Freelance sportswriting being what it is in the 21st Century, I have worked for over 30 outlets since my last full-time gig in 2008 – and hope to add to that total before they pry my laptop from my cold, dead fingers.
One of those outlets was ESPN.com, or at least a weird little high school-oriented offshoot of the site called ESPN Rise (RIP). And that brought me to the Pittsburgh suburb of Monroeville, Pa., one week in 2008 to embed with the Gateway High School football team in the run-up to its Senior Night game against McKeesport.
The piece can no longer be found on the Internet – just as well – but I do remember snippets from that week.
I remember how Dorian Bell, the Ohio State-bound linebacker who was the Gators’ best player, was introduced by the school’s public-address announcer before the game as a guy who would be starting the following year for the Buckeyes. (Spoiler alert: He spent two years in Columbus – one as a redshirt, one as a reserve – then finished out his career at Duquesne.)
I remember how Rob Kalkstein, the cerebral quarterback, sat quietly as music blared in the home locker room before kickoff and following the game made a self-deprecating comment about a tackle he was forced to make after throwing a fourth-quarter interception. (Kalkstein, no surprise, went on to Carnegie Mellon, and now works in finance.)
I remember how the Gators built a sizable lead and then fended off McKeesport at the end, with defensive tackle Chris Lammie – a guy who had lost his dad to an accidental overdose a few years earlier – making the game-clinching sack.
Then there was head coach Terry Smith.

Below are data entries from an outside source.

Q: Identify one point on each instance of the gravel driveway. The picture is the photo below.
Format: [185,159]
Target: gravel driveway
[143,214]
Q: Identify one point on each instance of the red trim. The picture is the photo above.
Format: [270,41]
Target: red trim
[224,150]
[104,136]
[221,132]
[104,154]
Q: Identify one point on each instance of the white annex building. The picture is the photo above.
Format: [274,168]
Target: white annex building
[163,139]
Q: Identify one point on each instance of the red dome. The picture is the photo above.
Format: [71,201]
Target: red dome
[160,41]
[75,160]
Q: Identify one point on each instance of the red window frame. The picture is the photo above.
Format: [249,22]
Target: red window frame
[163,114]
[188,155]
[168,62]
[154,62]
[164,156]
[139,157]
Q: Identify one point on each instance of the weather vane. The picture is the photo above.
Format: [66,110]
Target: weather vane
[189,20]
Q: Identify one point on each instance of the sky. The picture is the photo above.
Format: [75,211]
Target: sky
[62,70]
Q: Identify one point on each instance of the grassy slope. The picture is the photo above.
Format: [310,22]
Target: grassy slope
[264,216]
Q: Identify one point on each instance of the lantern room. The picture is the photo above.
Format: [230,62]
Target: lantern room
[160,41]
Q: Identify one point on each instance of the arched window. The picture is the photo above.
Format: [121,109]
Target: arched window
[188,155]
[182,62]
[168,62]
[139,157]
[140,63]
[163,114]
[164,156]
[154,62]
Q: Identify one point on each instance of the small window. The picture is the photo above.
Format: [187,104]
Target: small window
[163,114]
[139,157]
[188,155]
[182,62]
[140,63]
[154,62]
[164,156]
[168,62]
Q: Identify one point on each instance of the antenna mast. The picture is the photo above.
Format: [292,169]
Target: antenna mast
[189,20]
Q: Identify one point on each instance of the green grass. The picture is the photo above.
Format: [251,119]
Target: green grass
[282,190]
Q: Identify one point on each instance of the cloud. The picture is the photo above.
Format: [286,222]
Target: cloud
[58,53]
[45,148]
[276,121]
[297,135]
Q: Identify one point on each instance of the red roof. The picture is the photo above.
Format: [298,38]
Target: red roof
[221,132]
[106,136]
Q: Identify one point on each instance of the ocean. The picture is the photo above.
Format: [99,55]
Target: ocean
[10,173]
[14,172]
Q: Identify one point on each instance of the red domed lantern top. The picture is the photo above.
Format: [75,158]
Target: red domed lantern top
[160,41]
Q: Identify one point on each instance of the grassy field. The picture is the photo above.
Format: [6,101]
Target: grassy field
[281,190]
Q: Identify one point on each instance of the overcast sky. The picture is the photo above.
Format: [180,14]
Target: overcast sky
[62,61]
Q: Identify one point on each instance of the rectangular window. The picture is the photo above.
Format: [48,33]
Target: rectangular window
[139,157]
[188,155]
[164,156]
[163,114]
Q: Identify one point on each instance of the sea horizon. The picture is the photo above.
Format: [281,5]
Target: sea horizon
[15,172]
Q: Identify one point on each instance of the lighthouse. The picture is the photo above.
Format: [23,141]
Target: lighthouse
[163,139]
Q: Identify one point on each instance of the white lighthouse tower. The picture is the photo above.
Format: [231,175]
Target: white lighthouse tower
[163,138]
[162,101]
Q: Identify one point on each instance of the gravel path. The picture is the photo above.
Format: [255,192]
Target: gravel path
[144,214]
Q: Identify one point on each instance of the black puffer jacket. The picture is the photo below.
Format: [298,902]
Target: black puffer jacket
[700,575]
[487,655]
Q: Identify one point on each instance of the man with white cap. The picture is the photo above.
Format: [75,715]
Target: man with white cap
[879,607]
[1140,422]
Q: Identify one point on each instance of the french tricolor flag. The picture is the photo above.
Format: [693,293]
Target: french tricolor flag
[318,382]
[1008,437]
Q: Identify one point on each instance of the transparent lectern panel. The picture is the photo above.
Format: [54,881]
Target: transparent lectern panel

As one of his assistants addressed the players beforehand, Smith thought it would be a fine idea to pick up a framed rendering of the school’s crest, lift it overhead and pace wordlessly about the locker room.
Seemed odd at the time, but it seems pertinent now, as Smith again marches amid the mayhem.
He was elevated from associate head coach to interim boss at Penn State after James Franklin’s firing on Oct. 12. It is the first time Smith has led a program since he ended his 11-year run as the coach at Gateway, his alma mater, in 2012 – a stint that saw him go 101-30. Two years later Franklin brought him on as part of his first staff at PSU, where Smith had played wide receiver from 1988-91. He’s been in Happy Valley ever since.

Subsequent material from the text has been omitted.